We do not use it as a first-line agent, except in selected patients taking high doses of, or multiple, MAOI and/or serotonergic drugs, because of cost considerations (approx. £140 per day in UK as of October 2018). We do use it as a switch agent from Linezolid, however, when patients develop Linezolid associated intolerance or anaemia and/or thrombocytopenia, but only if two infection consultants or an MDT discussion agrees that it is the optimal ongoing therapy (i.e. other, as efficacious, oral agents are not available).
Our experience of longer-term use (> 6 days) has been favourable so far, with less adverse effects than equivalent courses of Linezolid, and we therefore extend monitoring to fortnightly after the first two weeks. We find that the myelosuppression adverse effects of Linezolid resolve in most (but not all) patients switched to Tedizolid. We strongly do not advocate use, however, for endocarditis or meningitis or cerebral infection until further clinical data are available.

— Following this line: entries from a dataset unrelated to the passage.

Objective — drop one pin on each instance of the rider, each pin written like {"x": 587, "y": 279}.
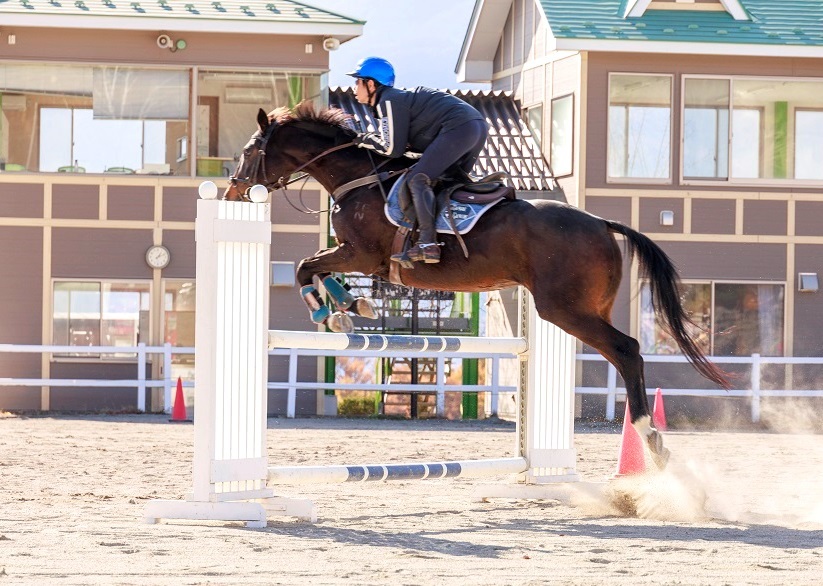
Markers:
{"x": 444, "y": 128}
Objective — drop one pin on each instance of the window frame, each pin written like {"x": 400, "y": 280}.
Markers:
{"x": 571, "y": 137}
{"x": 745, "y": 182}
{"x": 669, "y": 179}
{"x": 106, "y": 358}
{"x": 713, "y": 283}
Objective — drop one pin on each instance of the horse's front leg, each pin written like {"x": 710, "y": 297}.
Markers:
{"x": 321, "y": 265}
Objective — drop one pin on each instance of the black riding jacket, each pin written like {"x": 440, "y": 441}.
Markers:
{"x": 411, "y": 119}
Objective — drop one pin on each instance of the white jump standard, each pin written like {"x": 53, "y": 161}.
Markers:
{"x": 230, "y": 470}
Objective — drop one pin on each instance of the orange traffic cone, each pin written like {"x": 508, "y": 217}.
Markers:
{"x": 178, "y": 412}
{"x": 631, "y": 459}
{"x": 659, "y": 411}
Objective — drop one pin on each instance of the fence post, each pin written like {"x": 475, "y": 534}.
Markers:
{"x": 440, "y": 408}
{"x": 291, "y": 400}
{"x": 495, "y": 385}
{"x": 611, "y": 392}
{"x": 755, "y": 388}
{"x": 167, "y": 377}
{"x": 141, "y": 377}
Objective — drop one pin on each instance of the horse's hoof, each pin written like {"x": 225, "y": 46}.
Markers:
{"x": 340, "y": 322}
{"x": 365, "y": 307}
{"x": 321, "y": 314}
{"x": 660, "y": 453}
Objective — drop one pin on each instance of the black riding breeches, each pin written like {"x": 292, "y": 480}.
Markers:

Pristinamycin (see week 1, step 1.14 to 1.16) might have been an option for the patient described in steps 3.4 and 3.6, but the isolate was not tested against Quinupristin/Dalfopristin (a surrogate marker of susceptibility) and the drug was not available in our hospital at that time: although we have subsequently started to use it. Had the isolate been susceptible and the drug available, however, this would have been a better longer-term option considering the risk of adverse effects and monitoring required.